An Overview and Comparison of Spectral Bundle Methods for Primal and Dual Semidefinite Programs

TL;DR

This paper provides an overview and comparison of spectral bundle methods for primal and dual SDPs, introducing a new primal-focused method that achieves linear convergence and demonstrates superior scalability in large-scale polynomial optimization.

Contribution

The paper introduces a new spectral bundle method for primal SDPs, complementing existing dual methods, with proven linear convergence and improved scalability for large problems.

Findings

The new primal spectral bundle method achieves linear convergence for primal feasibility, dual feasibility, and duality gap.

The methods are effective for SDPs with low-rank primal or dual solutions, respectively.

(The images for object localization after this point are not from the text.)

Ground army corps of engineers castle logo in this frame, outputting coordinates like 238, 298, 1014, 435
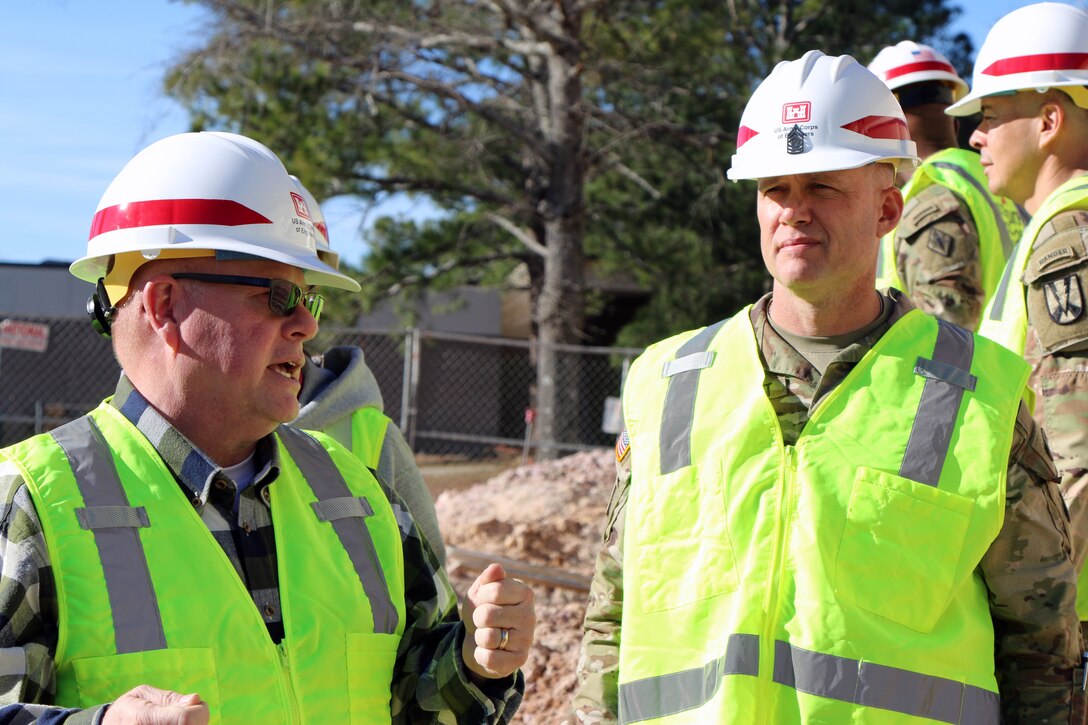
782, 102, 811, 155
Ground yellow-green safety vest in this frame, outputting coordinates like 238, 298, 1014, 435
321, 406, 390, 470
352, 408, 391, 469
875, 148, 1027, 319
619, 308, 1028, 724
1, 402, 406, 724
979, 174, 1088, 354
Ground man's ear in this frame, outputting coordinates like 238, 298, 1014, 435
877, 184, 904, 237
1038, 98, 1065, 149
140, 275, 182, 351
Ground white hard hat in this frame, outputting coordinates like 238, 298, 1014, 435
728, 50, 919, 181
289, 175, 340, 270
947, 2, 1088, 117
868, 41, 969, 101
71, 132, 360, 293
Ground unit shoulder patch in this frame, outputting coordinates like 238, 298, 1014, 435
615, 429, 630, 463
1042, 274, 1084, 324
1024, 209, 1088, 354
897, 184, 969, 240
926, 227, 955, 258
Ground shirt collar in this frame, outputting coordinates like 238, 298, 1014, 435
109, 373, 281, 507
751, 289, 916, 384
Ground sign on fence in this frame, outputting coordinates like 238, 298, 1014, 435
0, 319, 50, 353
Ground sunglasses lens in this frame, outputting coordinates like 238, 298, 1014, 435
305, 294, 324, 322
268, 280, 302, 317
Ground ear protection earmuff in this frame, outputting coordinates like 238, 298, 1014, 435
87, 278, 116, 339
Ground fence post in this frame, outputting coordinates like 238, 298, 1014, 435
399, 328, 412, 435
34, 400, 43, 435
406, 327, 422, 448
620, 355, 633, 391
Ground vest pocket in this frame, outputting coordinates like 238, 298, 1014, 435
346, 632, 398, 721
634, 464, 738, 613
69, 648, 220, 716
835, 466, 974, 633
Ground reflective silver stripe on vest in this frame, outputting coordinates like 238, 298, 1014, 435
773, 640, 998, 724
659, 321, 726, 475
913, 357, 977, 393
311, 496, 375, 523
876, 235, 887, 282
618, 633, 759, 724
662, 351, 716, 378
931, 161, 1015, 258
900, 320, 975, 487
76, 505, 150, 530
987, 245, 1018, 322
50, 417, 167, 654
277, 426, 399, 635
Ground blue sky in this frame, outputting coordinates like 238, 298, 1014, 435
1, 0, 1079, 267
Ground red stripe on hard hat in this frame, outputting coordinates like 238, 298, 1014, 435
737, 125, 760, 148
884, 60, 957, 80
89, 199, 272, 239
315, 222, 329, 243
841, 115, 910, 141
983, 52, 1088, 76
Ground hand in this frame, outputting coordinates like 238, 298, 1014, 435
460, 563, 536, 680
102, 685, 209, 725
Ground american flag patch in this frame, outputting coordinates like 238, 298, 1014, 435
615, 429, 631, 462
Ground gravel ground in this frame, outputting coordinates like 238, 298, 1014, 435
435, 449, 615, 724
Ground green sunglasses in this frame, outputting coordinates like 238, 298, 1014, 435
171, 273, 325, 322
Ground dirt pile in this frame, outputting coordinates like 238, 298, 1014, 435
435, 448, 616, 724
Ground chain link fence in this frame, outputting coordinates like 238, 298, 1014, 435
1, 316, 643, 460
0, 316, 120, 447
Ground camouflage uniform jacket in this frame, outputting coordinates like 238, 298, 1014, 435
892, 178, 1024, 330
1020, 209, 1088, 593
571, 292, 1083, 725
0, 375, 523, 724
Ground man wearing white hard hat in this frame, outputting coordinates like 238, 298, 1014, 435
572, 50, 1081, 724
869, 41, 1027, 330
947, 1, 1088, 638
0, 132, 533, 723
289, 174, 448, 565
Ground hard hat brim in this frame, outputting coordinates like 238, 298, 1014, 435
71, 234, 361, 293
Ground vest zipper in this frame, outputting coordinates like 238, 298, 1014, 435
277, 640, 301, 724
759, 444, 798, 725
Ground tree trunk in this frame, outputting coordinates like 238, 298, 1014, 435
533, 6, 586, 460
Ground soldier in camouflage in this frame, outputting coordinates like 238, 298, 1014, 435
869, 41, 1027, 330
945, 2, 1088, 643
571, 49, 1083, 725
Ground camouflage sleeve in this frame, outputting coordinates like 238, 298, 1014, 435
569, 443, 630, 725
978, 403, 1083, 724
1031, 348, 1088, 574
894, 183, 985, 329
1021, 211, 1088, 571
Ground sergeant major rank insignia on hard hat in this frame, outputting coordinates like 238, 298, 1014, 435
786, 125, 807, 155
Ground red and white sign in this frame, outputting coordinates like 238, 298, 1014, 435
0, 319, 50, 353
783, 101, 811, 124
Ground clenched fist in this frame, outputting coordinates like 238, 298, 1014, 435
461, 563, 536, 680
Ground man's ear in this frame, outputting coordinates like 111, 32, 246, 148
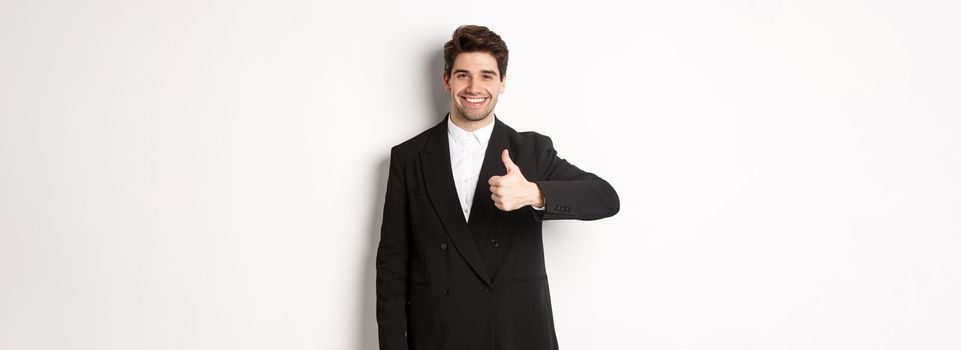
499, 74, 507, 94
443, 71, 451, 93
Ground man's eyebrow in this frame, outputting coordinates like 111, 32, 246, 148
451, 69, 499, 76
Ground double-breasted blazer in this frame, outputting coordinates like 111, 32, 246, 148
376, 114, 619, 350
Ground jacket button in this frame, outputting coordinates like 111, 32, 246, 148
484, 287, 492, 294
440, 242, 448, 250
442, 288, 451, 296
490, 240, 499, 248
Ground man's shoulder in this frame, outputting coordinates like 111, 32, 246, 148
388, 123, 437, 158
511, 129, 553, 149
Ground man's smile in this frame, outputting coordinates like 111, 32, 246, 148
460, 95, 489, 107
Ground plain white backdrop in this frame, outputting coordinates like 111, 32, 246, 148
1, 0, 959, 349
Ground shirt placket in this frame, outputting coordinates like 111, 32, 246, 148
459, 134, 481, 220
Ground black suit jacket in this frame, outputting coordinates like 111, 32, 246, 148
376, 115, 619, 350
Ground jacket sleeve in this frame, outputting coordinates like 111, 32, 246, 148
529, 135, 620, 221
376, 147, 410, 350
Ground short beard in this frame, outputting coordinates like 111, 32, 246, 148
454, 99, 495, 122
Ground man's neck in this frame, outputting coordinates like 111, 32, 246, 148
450, 112, 494, 132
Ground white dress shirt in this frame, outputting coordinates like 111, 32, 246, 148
448, 116, 543, 222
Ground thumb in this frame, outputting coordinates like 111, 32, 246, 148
501, 149, 517, 174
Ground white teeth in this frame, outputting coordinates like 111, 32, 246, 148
465, 97, 485, 103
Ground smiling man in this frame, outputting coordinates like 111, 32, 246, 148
376, 25, 620, 350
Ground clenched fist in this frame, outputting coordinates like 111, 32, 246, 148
488, 149, 545, 211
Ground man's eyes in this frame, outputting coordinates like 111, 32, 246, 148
456, 74, 496, 80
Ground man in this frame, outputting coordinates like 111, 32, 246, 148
376, 25, 620, 350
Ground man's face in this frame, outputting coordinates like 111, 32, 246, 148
444, 51, 506, 123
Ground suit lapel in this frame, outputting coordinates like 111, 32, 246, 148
420, 114, 492, 287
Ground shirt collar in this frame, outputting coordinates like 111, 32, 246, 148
447, 114, 496, 146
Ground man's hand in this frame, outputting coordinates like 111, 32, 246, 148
489, 149, 545, 211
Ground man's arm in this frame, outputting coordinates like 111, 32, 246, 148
376, 147, 410, 350
529, 135, 620, 221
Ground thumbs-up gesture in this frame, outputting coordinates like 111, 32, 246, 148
488, 149, 545, 211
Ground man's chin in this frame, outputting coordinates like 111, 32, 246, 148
457, 108, 493, 122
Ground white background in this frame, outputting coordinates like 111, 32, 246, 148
2, 0, 959, 349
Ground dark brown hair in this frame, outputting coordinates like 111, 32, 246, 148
443, 25, 509, 81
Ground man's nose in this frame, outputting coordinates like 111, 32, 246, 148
466, 78, 481, 93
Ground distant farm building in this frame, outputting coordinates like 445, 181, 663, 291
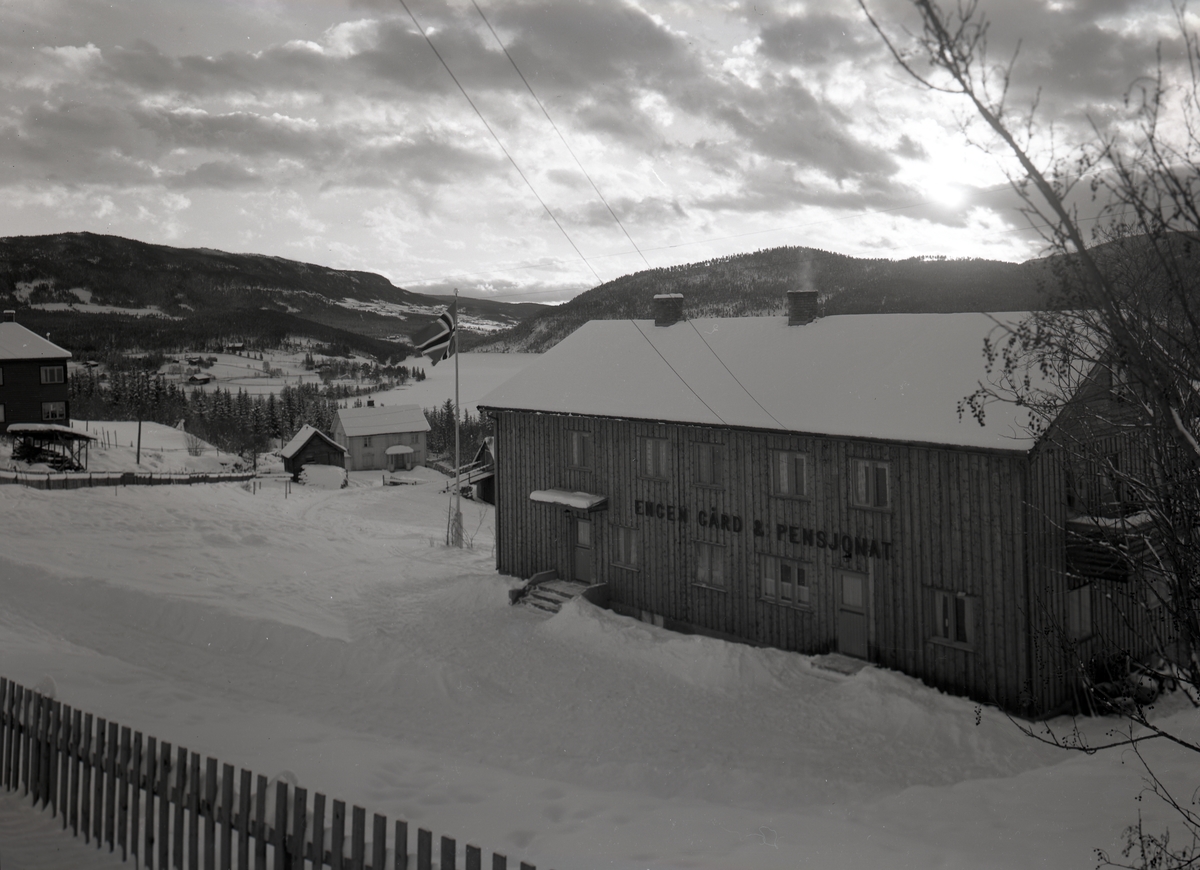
280, 424, 347, 477
479, 291, 1168, 717
0, 310, 71, 434
332, 403, 429, 471
188, 373, 212, 385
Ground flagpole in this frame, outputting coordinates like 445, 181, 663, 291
453, 288, 463, 548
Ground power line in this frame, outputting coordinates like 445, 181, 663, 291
630, 320, 728, 425
394, 0, 602, 286
470, 0, 652, 271
687, 320, 787, 430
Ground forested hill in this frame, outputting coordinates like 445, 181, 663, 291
0, 232, 547, 355
476, 247, 1055, 352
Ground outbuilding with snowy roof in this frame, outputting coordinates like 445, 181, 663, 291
280, 424, 347, 478
0, 310, 71, 434
331, 402, 429, 471
479, 291, 1162, 716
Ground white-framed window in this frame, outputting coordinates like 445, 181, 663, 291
762, 555, 809, 607
40, 365, 65, 385
694, 541, 725, 589
569, 430, 592, 469
694, 443, 723, 487
852, 459, 890, 508
363, 436, 372, 447
639, 437, 669, 479
613, 526, 639, 569
1067, 584, 1093, 641
771, 451, 808, 497
41, 401, 66, 422
931, 589, 975, 647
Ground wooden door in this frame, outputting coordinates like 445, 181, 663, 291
837, 570, 869, 659
573, 517, 593, 584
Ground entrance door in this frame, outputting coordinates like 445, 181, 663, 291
836, 570, 869, 659
573, 517, 593, 584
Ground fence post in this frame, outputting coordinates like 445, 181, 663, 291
417, 829, 431, 870
70, 708, 82, 836
292, 787, 307, 870
57, 703, 69, 827
273, 779, 289, 870
331, 799, 345, 870
465, 846, 481, 870
190, 751, 201, 870
491, 855, 505, 870
255, 774, 268, 870
93, 716, 106, 847
205, 757, 218, 870
351, 806, 366, 870
80, 713, 93, 843
146, 735, 158, 869
394, 820, 407, 870
159, 740, 172, 870
174, 746, 187, 870
372, 813, 386, 870
312, 793, 327, 870
440, 837, 455, 870
119, 726, 131, 859
106, 720, 119, 852
132, 732, 143, 867
0, 678, 9, 790
239, 769, 252, 870
220, 763, 234, 870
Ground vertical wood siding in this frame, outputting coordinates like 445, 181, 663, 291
492, 410, 1036, 712
0, 358, 71, 432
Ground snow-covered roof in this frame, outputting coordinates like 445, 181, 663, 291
385, 444, 414, 455
336, 404, 430, 437
0, 321, 71, 361
281, 424, 346, 459
7, 423, 95, 440
530, 489, 608, 511
478, 313, 1053, 452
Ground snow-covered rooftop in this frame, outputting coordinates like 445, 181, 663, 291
478, 312, 1049, 452
335, 403, 430, 437
280, 424, 346, 459
0, 320, 71, 361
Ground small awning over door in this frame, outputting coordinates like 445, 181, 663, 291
529, 489, 608, 512
385, 445, 414, 455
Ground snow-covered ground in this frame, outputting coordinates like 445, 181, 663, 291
0, 464, 1198, 868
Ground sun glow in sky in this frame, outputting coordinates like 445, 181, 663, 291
0, 0, 1189, 302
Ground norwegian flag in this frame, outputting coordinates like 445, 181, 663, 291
413, 301, 457, 365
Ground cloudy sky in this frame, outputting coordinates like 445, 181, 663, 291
0, 0, 1191, 302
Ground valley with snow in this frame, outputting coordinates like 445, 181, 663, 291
0, 441, 1197, 869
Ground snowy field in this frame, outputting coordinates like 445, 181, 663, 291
0, 468, 1198, 868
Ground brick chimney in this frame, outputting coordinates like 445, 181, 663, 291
787, 290, 818, 326
2, 310, 14, 322
653, 293, 684, 327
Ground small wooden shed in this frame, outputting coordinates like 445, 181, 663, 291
280, 425, 347, 477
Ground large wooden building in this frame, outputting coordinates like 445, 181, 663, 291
0, 310, 71, 434
479, 292, 1160, 715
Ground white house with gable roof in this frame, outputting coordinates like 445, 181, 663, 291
332, 402, 429, 471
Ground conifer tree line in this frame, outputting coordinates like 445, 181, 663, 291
423, 398, 490, 461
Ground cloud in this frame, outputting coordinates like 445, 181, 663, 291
167, 160, 263, 189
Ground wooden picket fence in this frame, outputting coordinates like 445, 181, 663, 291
0, 678, 548, 870
0, 470, 257, 490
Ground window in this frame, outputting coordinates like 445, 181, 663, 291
639, 437, 669, 479
1146, 572, 1171, 611
613, 526, 639, 569
363, 436, 372, 447
40, 365, 64, 385
569, 431, 592, 469
0, 404, 4, 423
41, 401, 66, 422
931, 589, 975, 647
762, 555, 809, 606
0, 367, 4, 385
694, 541, 725, 589
694, 443, 723, 487
771, 451, 808, 497
852, 459, 890, 508
1067, 585, 1093, 641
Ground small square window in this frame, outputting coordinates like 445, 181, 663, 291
639, 437, 669, 479
852, 459, 890, 508
40, 365, 64, 385
771, 451, 808, 497
569, 431, 592, 469
41, 401, 66, 422
695, 443, 723, 487
694, 541, 725, 589
762, 555, 809, 607
0, 403, 5, 423
363, 436, 372, 447
1067, 585, 1093, 641
613, 526, 639, 569
931, 589, 975, 647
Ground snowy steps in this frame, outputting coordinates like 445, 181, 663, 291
522, 579, 590, 614
811, 653, 871, 676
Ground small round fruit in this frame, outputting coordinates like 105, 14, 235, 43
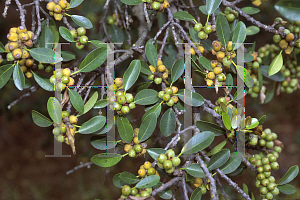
266, 141, 274, 149
194, 23, 203, 32
171, 86, 178, 94
264, 172, 271, 178
133, 136, 139, 144
80, 36, 88, 45
70, 30, 77, 39
148, 74, 154, 80
262, 157, 269, 165
45, 65, 53, 73
260, 187, 268, 195
114, 78, 123, 87
130, 188, 138, 196
272, 188, 279, 196
249, 157, 256, 164
128, 149, 136, 157
172, 157, 181, 167
165, 87, 173, 95
117, 95, 126, 104
163, 160, 173, 170
273, 34, 281, 43
53, 5, 62, 13
61, 111, 69, 118
218, 97, 226, 105
198, 31, 207, 40
158, 65, 166, 72
171, 96, 178, 104
166, 149, 175, 158
133, 128, 139, 136
122, 185, 131, 196
121, 106, 130, 114
134, 144, 143, 153
261, 179, 269, 187
69, 115, 78, 124
57, 135, 65, 142
77, 27, 86, 36
129, 102, 136, 109
25, 71, 32, 78
12, 48, 22, 59
204, 25, 212, 34
46, 2, 56, 11
53, 127, 60, 135
163, 94, 170, 101
62, 76, 70, 84
166, 98, 175, 106
207, 72, 215, 80
265, 192, 273, 200
257, 166, 264, 173
151, 2, 161, 10
255, 180, 261, 187
226, 13, 235, 22
138, 168, 146, 177
154, 77, 162, 84
274, 146, 282, 153
147, 167, 156, 175
140, 191, 150, 197
76, 42, 84, 49
107, 16, 115, 25
206, 79, 213, 86
124, 144, 133, 152
213, 67, 223, 75
20, 66, 27, 73
263, 165, 271, 172
258, 139, 266, 147
257, 173, 265, 180
158, 154, 167, 164
158, 91, 165, 99
125, 93, 134, 103
166, 167, 175, 174
271, 162, 279, 170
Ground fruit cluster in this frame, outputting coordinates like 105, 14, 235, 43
157, 149, 181, 174
224, 7, 239, 22
144, 0, 169, 11
46, 0, 70, 21
50, 68, 75, 90
193, 178, 208, 194
148, 60, 169, 84
69, 27, 88, 50
189, 44, 205, 55
248, 128, 278, 148
245, 52, 262, 70
204, 59, 227, 86
52, 111, 78, 144
194, 22, 215, 40
247, 75, 266, 98
213, 96, 230, 115
158, 86, 178, 107
138, 161, 159, 177
121, 185, 152, 198
108, 78, 136, 114
124, 128, 147, 157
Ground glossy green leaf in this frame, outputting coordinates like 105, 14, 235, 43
77, 91, 98, 116
119, 171, 140, 184
278, 165, 299, 185
90, 40, 106, 48
32, 71, 54, 91
246, 26, 260, 36
30, 48, 62, 63
278, 184, 296, 194
113, 173, 127, 188
0, 64, 14, 89
198, 57, 213, 71
138, 113, 157, 142
120, 0, 142, 5
93, 99, 108, 109
160, 108, 176, 137
233, 86, 246, 101
32, 110, 53, 127
206, 0, 222, 15
171, 59, 184, 83
201, 39, 213, 52
260, 65, 285, 82
123, 60, 141, 90
199, 5, 221, 15
196, 120, 226, 136
68, 89, 84, 113
134, 82, 152, 93
59, 26, 74, 42
153, 182, 172, 199
0, 42, 5, 52
145, 39, 158, 67
13, 64, 25, 90
143, 103, 161, 121
207, 140, 227, 156
236, 64, 254, 88
243, 183, 249, 195
94, 119, 114, 135
135, 89, 159, 105
140, 60, 152, 75
268, 52, 283, 76
241, 7, 260, 15
90, 135, 117, 150
136, 175, 160, 189
147, 148, 167, 161
117, 116, 133, 143
181, 131, 214, 154
47, 97, 62, 125
222, 113, 231, 130
225, 73, 233, 92
70, 0, 84, 8
78, 116, 106, 134
61, 51, 76, 62
79, 47, 107, 72
189, 26, 199, 43
191, 187, 202, 200
177, 89, 204, 107
185, 163, 205, 178
264, 84, 275, 104
173, 11, 195, 21
49, 19, 59, 45
258, 115, 266, 125
216, 14, 230, 47
232, 22, 246, 50
246, 118, 259, 129
275, 0, 300, 22
208, 149, 230, 170
219, 152, 243, 174
71, 15, 93, 29
91, 153, 122, 167
109, 25, 124, 44
40, 24, 54, 48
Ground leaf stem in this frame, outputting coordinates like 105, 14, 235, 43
206, 15, 210, 25
122, 153, 128, 157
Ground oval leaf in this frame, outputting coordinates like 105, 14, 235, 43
196, 120, 226, 137
30, 48, 62, 63
79, 47, 107, 72
59, 26, 74, 42
47, 97, 62, 125
135, 89, 159, 105
70, 0, 84, 8
277, 184, 296, 195
185, 163, 206, 178
160, 108, 176, 137
140, 60, 152, 75
275, 0, 300, 22
77, 91, 98, 117
68, 89, 84, 113
40, 24, 54, 48
136, 175, 160, 189
120, 172, 140, 184
232, 22, 246, 50
32, 110, 53, 127
91, 153, 122, 167
171, 59, 184, 83
268, 52, 283, 76
61, 51, 76, 62
117, 116, 133, 143
120, 0, 142, 5
246, 26, 260, 36
79, 116, 106, 134
206, 0, 222, 15
145, 39, 158, 67
90, 40, 106, 48
32, 72, 54, 91
191, 187, 202, 200
109, 24, 124, 44
138, 113, 157, 142
143, 103, 161, 121
147, 148, 167, 161
71, 15, 93, 29
206, 140, 227, 157
207, 149, 230, 170
278, 165, 299, 185
177, 89, 204, 107
181, 131, 215, 154
13, 64, 25, 90
219, 152, 243, 174
113, 173, 127, 188
0, 64, 14, 89
198, 57, 213, 71
173, 11, 195, 21
260, 65, 285, 82
123, 60, 141, 90
93, 99, 108, 109
90, 135, 117, 150
241, 7, 260, 15
216, 14, 230, 47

Numerical experiments show state-of-the-art efficiency in large-scale polynomial optimization.

Abstract

The spectral bundle method developed by Helmberg and Rendl is well-established for solving large-scale semidefinite programs (SDPs) in the dual form, especially when the SDPs admit $\textit{low-rank primal solutions}$. Under mild regularity conditions, a recent result by Ding and Grimmer has established fast linear convergence rates when the bundle method captures $\textit{the rank of primal solutions}$. In this paper, we present an overview and comparison of spectral bundle methods for solving both $\textit{primal}$ and $\textit{dual}$ SDPs. In particular, we introduce a new family of spectral bundle methods for solving SDPs in the $\textit{primal}$ form. The algorithm developments are parallel to those by Helmberg and Rendl, mirroring the elegant duality between primal and dual SDPs. The new family of spectral bundle methods also achieves linear convergence rates for primal feasibility, dual feasibility, and duality gap when the algorithm captures $\textit{the rank of the dual solutions}$. Therefore, the original spectral bundle method by Helmberg and Rendl is well-suited for SDPs with $\textit{low-rank primal solutions}$, while on the other hand, our new spectral bundle method works well for SDPs with $\textit{low-rank dual solutions}$. These theoretical findings are supported by a range of large-scale numerical experiments. Finally, we demonstrate that our new spectral bundle method achieves state-of-the-art efficiency and scalability for solving polynomial optimization compared to a set of baseline solvers $\textsf{SDPT3}$, $\textsf{MOSEK}$, $\textsf{CDCS}$, and $\textsf{SDPNAL+}$.